Contractors: Improve your HomeAdvisor rating

As a contractor, you have a lot of responsibilities. Multiple employees, shifting timelines, various projects, and all of them can get derailed by an act of nature or other events out of your control. This was especially true during the pandemic and upheaval at the USPS, which cost American businesses billions of dollars collectively.

And part of your work is trying to manage the relationship with a customer when things go sideways. Unfortunately, our customers can be demanding and unreasonable, especially at the start of the mediation process. Worse yet, they sometimes take to social media to air their complaints.

One place irate customers can go to register a complaint is the HomeAdvisor.com site.

HomeAdvisor is primarily set up as a marketplace for contractors and handymen to find work close to them, and to help people who need work done to find the people who are qualified to do it. Thousands of people use HomeAdvisor each week to look for work or workers. And it can be a good source of information about how good (or bad) a contractor is at their job.

For this reason, it is important to understand how to manage things when a customer provides a bad rating of your company to HomeAdvisor.com.

Register with HomeAdvisor.com

Your first step is to register with HomeAdvisor.com.

This actually helps you in two ways. First, it allows you to get leads on projects in your area. You have the option to indicate which projects are a good fit for your situation and this can drive additional business your way. This is a good move even if you haven’t gotten a bad review.

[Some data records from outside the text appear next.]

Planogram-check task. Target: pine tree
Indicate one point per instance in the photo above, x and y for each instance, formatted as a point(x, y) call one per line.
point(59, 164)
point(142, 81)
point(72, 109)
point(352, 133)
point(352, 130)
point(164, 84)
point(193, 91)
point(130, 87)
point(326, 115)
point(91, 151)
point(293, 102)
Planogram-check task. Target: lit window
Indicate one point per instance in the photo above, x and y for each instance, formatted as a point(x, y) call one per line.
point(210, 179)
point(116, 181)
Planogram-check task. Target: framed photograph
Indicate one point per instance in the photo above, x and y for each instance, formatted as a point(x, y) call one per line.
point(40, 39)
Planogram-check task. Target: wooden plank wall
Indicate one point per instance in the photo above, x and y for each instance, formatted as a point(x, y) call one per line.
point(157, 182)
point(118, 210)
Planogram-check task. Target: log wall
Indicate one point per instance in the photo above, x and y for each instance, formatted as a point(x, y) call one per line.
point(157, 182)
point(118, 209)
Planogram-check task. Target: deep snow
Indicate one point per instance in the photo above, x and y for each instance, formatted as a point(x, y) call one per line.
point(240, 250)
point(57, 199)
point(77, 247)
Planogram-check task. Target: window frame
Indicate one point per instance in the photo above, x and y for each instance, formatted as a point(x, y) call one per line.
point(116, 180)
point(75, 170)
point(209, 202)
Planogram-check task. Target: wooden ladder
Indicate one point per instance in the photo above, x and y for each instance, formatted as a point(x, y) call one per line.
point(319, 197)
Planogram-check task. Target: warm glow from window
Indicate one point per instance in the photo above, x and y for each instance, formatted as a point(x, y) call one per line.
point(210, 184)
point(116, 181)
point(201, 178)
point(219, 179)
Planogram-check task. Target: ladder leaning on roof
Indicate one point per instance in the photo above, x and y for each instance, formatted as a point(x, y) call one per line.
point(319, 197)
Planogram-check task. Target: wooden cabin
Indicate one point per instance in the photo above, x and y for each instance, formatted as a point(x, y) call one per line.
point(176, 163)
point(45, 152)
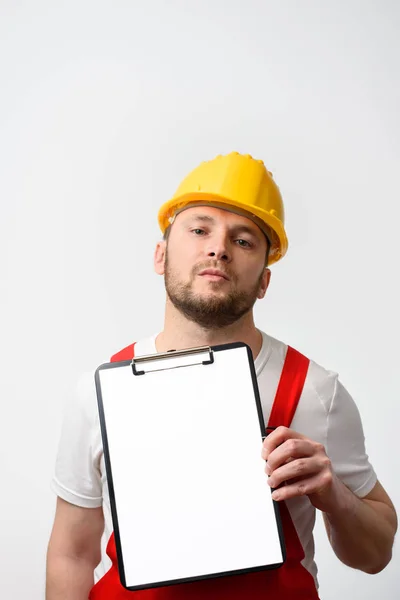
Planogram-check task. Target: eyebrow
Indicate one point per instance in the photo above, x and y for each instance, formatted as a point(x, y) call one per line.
point(236, 228)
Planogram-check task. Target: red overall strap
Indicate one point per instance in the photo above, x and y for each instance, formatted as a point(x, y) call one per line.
point(289, 390)
point(289, 582)
point(125, 354)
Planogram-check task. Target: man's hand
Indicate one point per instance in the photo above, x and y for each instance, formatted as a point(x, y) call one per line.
point(304, 467)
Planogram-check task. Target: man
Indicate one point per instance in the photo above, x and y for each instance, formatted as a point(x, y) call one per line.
point(222, 229)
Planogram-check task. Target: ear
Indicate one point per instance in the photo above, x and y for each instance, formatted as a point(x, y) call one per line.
point(264, 284)
point(159, 257)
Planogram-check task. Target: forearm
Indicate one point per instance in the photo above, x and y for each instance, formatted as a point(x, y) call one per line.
point(361, 531)
point(68, 578)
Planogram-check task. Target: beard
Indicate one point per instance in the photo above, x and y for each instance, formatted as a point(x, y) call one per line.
point(213, 312)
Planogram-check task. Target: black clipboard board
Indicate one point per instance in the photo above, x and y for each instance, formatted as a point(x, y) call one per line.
point(182, 435)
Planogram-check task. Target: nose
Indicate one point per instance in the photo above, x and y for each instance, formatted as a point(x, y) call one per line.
point(218, 248)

Second, registering gives you a chance to respond to online criticism at HomeAdvisor.

Respond to ratings and criticism

The second, crucial advantage of registering is that it gives you the chance to respond to criticism and bad ratings. While HomeAdvisor doesn’t offer formal mediation like the Better Business Bureau (BBB) does, it does give you crucial space to reply to a complaint.

This can be a chance to tell the story from your perspective. You can see the customer complaint and address specific parts of it. This is the chance to tell the rest of the story – like the parts your unhappy customer forgot to tell.